Just fifteen years ago, the wines of Australia were truly unknown beyond the southernmost continent. Today the picture is very different. The Australian wines have managed to make its place among the most important references of modern and innovative ways of elaboration in the New World, especially in English speaking markets. Without native vines, and the feudal nobility of the great wines of the country come to a large extent from the origins of strains imported from the rest of the world.

British settlers were the first to settle in the Barossa Valley, key factor for the prestige of Australian wines in the early nineteenth century. There, the rich English classes held off the habits of its elegant European lifestyle: fox hunting, horse riding, and of course, liked the good food and enjoyed entertaining their friends with the best wines of Bordeaux. However, the wines from the Old Continent suffered long sea voyages that could even last months. Under such circumstances, the best solution at that time was to produce their own wine and, without realizing it, the best possible legacy, for these historic sites of twisted vines still survive(never knowing the dramatic phylloxera and from them they got great wine because of their hidden flavours. Good examples of these are the wines Ederton, Great Burge, Henschke, Meter Lehmann, Rockfor, St.

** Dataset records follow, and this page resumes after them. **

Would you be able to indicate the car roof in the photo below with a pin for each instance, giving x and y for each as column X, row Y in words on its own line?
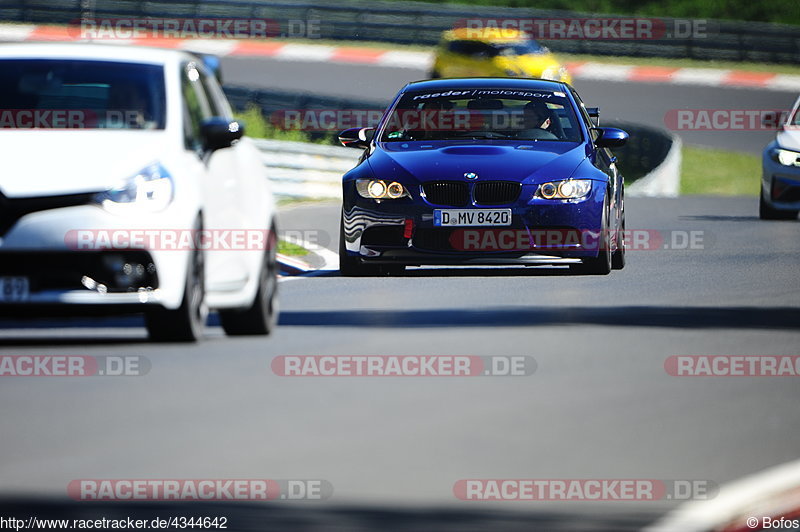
column 92, row 51
column 485, row 83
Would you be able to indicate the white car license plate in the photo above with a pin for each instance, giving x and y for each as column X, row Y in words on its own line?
column 14, row 289
column 471, row 217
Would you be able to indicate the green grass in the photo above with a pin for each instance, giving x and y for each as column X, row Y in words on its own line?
column 709, row 171
column 291, row 249
column 678, row 62
column 682, row 63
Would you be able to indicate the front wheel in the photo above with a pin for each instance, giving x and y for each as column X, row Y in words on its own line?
column 187, row 322
column 618, row 258
column 261, row 317
column 602, row 264
column 350, row 266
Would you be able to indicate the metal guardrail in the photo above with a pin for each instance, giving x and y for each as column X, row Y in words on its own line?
column 421, row 23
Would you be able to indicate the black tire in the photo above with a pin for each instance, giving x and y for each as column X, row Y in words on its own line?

Hallet and the Willows.

The period from 1993 to 2003 its being consider in Australia ‘the prodigious decade of wine’. Throughout these ten years, the vineyard area operated and grape production will be doubled for the first time ever, exports exceeded the overall domestic consumption.

The Australian wine industry has gained high international prestige,thus it is possible to find Australian wines with the seal of quality almost anywhere in the world, although it still falls short for competing in terms of global production. However, the wine sector has among its objective in 2025, to become market leaders in the wine industry, not only as the largest producers, but also the most influential and prosperous. To achieve this they have many advantages such as lack of Designation of Origin in the European way, allowing them to adapt to the market very quickly, under the sole control of their geographical areas. This is the freedom that lets Australian winemakers mix grapes from different areas of the country, making the more purist Europeans scratch their hair, nevertheless they produce excellent results.

Low production costs and higher yields from their vines have created, along with an innovative use of technology and a simple and direct marketing that allows their labels to simply indicate the vintage, winery, region and type of grape used, have supposed a great success in countries like UK, where Australian wines are fighting France for British preference. Besides the British, U.S., Canadian, German and the Nordic countries are paying increasing attention to these wines, with insignificant presence in emerging Asian markets of China and Japan, Malaysia and Thailand, among many other countries around the world.

But despite its excellent value for money is the most prominent of its distinctions, Australia has been well known to favour the highest quality wines, resulting in the extend of high range wines, such as Penfolds Grange, a demanded wine that exceeds 300 Euros per bottle, Grange Hermitage, the symbol the worlds oldest continuous producing vineyards, Dalwhinnie, sample of the finest pinot noir in the Pyrenees, or the unmatched results obtained by the premium Rosemount Estate. For all of them, as well as famous brands such as Jacob’s Creek, Nottage Hill or Lindeman’s, is that Australian wines are so prized in the international markets and Australia has been the revelation of most wine competitions in recent years.